All your characters must look utterly helpless and dependent on the settlers. They must have no past, no history; such diversions sustain the dramatic moment. Mockery is good. They must never say anything about themselves in the dialogue except to speak about their unspeakable suffering- how they cultivate the best of yams, sell them off for a cup of salt and a cube of magi, come back to beg of the fall offs.

Also be sure to include a warm and motherly woman who has a rolling laugh and who is concerned with your well-being. She brings you firewood, vegetables, mushrooms, bush-meats, and all that just to establish friendship with you as a way of brightening her future. Just call her Mama. Her children are all delinquent.

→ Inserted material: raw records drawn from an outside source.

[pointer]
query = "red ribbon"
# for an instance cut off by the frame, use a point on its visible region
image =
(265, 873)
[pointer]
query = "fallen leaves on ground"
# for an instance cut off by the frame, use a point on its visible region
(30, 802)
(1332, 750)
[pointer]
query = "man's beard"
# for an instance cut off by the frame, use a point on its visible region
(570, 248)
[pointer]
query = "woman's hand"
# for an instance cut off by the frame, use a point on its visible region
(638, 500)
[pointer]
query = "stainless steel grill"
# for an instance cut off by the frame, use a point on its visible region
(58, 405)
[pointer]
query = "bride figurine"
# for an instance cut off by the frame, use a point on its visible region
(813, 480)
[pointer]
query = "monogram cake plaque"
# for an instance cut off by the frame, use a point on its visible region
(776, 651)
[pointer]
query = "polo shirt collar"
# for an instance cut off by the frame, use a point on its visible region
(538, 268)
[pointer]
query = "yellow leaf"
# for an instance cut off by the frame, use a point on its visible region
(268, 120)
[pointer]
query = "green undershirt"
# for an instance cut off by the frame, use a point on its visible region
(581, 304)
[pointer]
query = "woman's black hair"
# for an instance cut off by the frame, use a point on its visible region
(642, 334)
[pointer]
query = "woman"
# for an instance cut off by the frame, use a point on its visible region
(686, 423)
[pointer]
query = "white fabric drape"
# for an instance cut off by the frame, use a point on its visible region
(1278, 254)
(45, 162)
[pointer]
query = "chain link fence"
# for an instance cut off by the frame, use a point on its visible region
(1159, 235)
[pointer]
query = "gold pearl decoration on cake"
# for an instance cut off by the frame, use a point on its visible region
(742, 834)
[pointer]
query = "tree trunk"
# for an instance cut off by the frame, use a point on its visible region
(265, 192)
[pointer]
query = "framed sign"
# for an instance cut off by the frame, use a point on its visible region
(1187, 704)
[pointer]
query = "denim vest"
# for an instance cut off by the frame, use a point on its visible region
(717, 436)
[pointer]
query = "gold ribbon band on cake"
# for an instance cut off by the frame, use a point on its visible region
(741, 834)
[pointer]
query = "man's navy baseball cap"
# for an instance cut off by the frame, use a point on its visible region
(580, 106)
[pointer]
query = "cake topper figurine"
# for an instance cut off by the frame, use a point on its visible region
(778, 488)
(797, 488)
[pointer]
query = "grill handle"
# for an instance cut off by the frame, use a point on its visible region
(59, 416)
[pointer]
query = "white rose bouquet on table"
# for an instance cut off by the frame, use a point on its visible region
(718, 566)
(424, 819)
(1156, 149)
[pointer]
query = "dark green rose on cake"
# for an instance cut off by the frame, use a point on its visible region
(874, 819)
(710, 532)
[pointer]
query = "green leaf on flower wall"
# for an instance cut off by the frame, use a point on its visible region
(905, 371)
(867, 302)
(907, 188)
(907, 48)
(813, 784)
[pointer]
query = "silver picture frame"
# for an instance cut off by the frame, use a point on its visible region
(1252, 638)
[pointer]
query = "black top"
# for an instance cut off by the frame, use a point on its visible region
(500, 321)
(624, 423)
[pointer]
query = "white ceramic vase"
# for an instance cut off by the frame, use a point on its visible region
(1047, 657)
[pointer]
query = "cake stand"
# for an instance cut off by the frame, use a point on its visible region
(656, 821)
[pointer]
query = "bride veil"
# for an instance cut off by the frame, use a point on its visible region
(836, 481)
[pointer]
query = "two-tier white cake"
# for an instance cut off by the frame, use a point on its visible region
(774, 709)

These characters should buzz around your main hero making him look good. Your hero can teach them, actions that must be exposing him to a great risk. He carries a lot of babies and is really charitable. Your hero is you, or a religious celebrity who now cares for both human and animals (The Ebonyi People). At best, he should be an elderly priest or pastor.

Settlers’ characters may include children of the settling industrialists, traders, employees of government. When talking about exploitation by foreigners in the area, mention the Anambra, Imo, Enugu, and Abia traders. Blame these foreigners for the Ebonyi’s situation. But do not be too specific.

Avoid having Ebonyi characters laugh, or struggle to educate their kids, or just make do in mundane circumstances. The Ebonyi characters should be colourful, exotic, and larger than life and yet empty inside, with no dialogue, no conflicts or resolutions in their stories, no depth or quirks to confuse the cause.

Describe Ebonyi girls in detail: dirty, smelling, naked breasts (rough and flat), naked virgins recently raped by either a maniac or a ritualist. No sane mind dares them.

Ensure that any work you submit must be one in which people look filthy and miserable. That would be referred as “real Ebonyi”. Do not feel queasy about this: you are helping them get aid from outside. The biggest taboo in writing about Ebonyi is to show or describe death or suffering of settlers. Never ever say anything negative about them.

Always end your book with Akanu Ibiam saying something in the past about the poverty in the land.

Imagine a friend tells you: “you don’t look like Abakaliki person!” should I take it as a compliment? Enya ali Izhi must hear this! Nonsense!